Le père Costa de Beauregard ne semble pas un fan de l’ascèse rigoureuse non plus, ou plutôt il en a une autre idée qui rejoint un peu ce que disait le père Elisée à Solan. Il recommande une ascèse qui ne soit pas unqiuement centrée sur la nourriture et le sexe, une ascèse de l’amour. Prier pour les autres, prier pour ceux qu’on déteste, par exemple, pour des gens qu’on pourrait juger indignes de cela. Eh bien ça, c’est quelque chose que je fais, et par rapport à ma jeunesse, je suis devenue beaucoup plus indulgente, et j’arrive à ne pas me laisser aveugler par un seul aspect du comportement d’une personne pour la juger en bloc, mais à considérer l’ensemble de sa vie, l’ensemble de ses attitudes, et donc à relativiser et à pardonner.
La mère Hypandia, qui a éclaté de rire à juste titre le jour où je lui ai dit que mon filleul Antoine me considérait comme son lien avec Dieu, m’avait présentée à une higoumène russe en lui disant : «C'est Laurence, elle a un cœur d’enfant ».

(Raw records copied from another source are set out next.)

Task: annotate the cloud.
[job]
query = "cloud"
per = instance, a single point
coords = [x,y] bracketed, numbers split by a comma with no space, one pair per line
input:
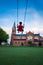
[34,21]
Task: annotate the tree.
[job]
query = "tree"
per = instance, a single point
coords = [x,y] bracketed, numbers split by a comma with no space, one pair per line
[3,36]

Eh bien oui, c’est un peu tout ce que j’aurai à rendre au Seigneur, un cœur d’enfant, et même d’enfant gâté, un peu capricieux, mais comme je le disais au père Placide qui avait semblé surpris et songeur, le Christ nous dit de ressembler à des enfants, est-ce que les enfants vont spontanément vers la souffrance ? Ils vont vers la joie de vivre, l’extase de la vie, j’ai toujours cherché Dieu dans l’extase de la vie qui ne me paraissait jamais suffisante, qui allait croissante jusqu’à je nesais quel absolu, et non à travers une horreur de la vie qui me semble assez malsaine.
C’est pourquoi j’aime saint Porphyre, qui pourtant pratiquait l’ascèse, mais d’une façon si lumineuse et si miséricordieuse, je me répète souvent sa phrase si profonde : « Pour être chrétien, il faut être un peu poète… »

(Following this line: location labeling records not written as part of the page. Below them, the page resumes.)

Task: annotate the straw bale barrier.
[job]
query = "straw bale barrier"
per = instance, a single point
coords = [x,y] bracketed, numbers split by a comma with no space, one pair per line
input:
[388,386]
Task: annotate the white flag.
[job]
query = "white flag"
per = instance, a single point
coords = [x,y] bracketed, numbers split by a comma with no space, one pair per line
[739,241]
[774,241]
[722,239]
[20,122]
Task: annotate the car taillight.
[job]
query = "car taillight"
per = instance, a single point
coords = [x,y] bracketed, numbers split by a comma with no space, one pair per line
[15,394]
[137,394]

Je suis une chrétienne enfantine et poète. Et quand je m’impose des choses à contre-cœur, parce que « je le dois », je pense que je ne suis pas dans le vrai, d’après le père Costa deBeauregard, et d’après le père Elisée et même le père Krestiankine qui disait : « Ne vous laissez pas enfermer dans les règles de prière, mais entretenez-vous avec Dieu aussi souvent que vous le pouvez ». Je compte sur l'indulgence de Dieu, comme tous les enfants gâtés.


le père Costa de Beauregard: l'ascèse...




vendredi 18 mai 2018

Pierres précieuses, licorne et serpent des prés.

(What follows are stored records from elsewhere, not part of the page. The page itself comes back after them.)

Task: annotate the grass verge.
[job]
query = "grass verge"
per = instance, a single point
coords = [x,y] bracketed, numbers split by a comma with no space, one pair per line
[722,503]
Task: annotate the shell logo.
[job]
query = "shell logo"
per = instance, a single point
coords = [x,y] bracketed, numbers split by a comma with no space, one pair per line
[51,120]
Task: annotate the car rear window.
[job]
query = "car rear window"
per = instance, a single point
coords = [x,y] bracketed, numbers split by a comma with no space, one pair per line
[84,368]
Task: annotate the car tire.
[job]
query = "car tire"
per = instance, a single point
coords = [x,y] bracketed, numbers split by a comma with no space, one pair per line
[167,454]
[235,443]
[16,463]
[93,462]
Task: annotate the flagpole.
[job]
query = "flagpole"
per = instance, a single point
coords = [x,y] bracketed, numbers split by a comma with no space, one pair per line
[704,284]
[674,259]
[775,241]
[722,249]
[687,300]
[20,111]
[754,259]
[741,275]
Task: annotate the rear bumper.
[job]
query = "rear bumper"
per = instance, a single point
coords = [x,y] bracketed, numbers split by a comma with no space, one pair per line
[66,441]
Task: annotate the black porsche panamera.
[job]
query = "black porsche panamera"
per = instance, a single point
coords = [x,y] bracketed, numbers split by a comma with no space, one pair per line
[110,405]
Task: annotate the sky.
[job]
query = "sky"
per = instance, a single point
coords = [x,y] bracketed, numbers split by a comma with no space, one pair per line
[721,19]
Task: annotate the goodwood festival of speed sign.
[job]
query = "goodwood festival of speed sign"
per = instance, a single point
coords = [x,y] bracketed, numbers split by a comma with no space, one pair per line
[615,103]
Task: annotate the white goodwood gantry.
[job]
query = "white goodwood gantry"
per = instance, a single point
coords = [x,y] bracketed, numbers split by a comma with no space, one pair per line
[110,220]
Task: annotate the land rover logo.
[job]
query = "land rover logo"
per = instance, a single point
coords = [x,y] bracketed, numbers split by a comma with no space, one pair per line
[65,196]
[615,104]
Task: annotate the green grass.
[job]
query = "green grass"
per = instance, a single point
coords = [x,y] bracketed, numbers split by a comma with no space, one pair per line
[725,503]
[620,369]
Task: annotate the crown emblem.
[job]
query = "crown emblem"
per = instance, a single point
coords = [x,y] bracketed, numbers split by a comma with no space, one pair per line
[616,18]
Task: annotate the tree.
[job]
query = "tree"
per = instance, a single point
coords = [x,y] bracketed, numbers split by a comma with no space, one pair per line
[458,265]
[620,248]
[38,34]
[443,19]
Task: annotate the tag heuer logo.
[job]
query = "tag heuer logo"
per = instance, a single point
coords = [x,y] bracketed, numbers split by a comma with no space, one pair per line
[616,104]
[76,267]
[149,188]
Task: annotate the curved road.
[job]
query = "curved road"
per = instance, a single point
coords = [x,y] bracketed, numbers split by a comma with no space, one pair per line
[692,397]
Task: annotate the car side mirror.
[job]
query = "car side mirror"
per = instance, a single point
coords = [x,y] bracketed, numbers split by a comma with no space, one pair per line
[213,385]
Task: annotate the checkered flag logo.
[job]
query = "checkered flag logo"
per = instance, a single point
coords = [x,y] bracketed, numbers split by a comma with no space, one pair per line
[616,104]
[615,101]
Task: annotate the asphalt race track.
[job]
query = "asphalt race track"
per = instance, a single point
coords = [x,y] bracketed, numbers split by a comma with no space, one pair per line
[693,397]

J’ai relu le récit de l’Anglais sur Ivan le Terrible, il en montre des aspects effrayants, mais fait en fin de compte un bilan de son règne qui n’est pas négatif, il va même jusqu’à dire que s’il n’avait pas été aussi féroce, il n’aurait pas régné si longtemps ni obtenu de tels résultats, sur le plan de l’extension, de la consolidation et de l’organisation de son royaume, de la consolidation de la foi orthodoxe, et il souligne qu’il fut aussi un grand bâtisseur. Après sa mort, Boris Godounov, que l’Anglais aimait bien, prend assez vite le même chemin, devant les complots incessants, et craint en permanence pour sa vie. Il semble bien qu’il ait fait assassiner le tsarévtich Dmitri, et aussi empoisonné sa mère.  Il a dû être entraîné à cela par l’exercice du pouvoir et ses terribles dangers, alors qu’au départ, c’était un homme mesuré et plutôt pacifique.
C’est un peu ce que je montre dans Parthène, mais mon tsar est sûrement assez adouci par rapport au modèle. Le supplice du mage anglais est une chose assez difficile à lire, et je ne pense pas qu’il l’ait inventé. Je dirais qu’il n’aime ni la Russie ni les Russes et ne les comprend pas, mais son témoignage semble essayer de donner une idée exacte de ce qu’il voyait. Bien sûr, on sélectionne forcément ce qui nous frappe en fonction de nos affinités et de notre réceptivité particulière, mais quand on affirme que tout cela est de la propagande de l’époque, pour noircir le tsar, je ne le crois pas. D'autant plus qu’il lui concède une position difficile et dangereuse et de grandes réalisations.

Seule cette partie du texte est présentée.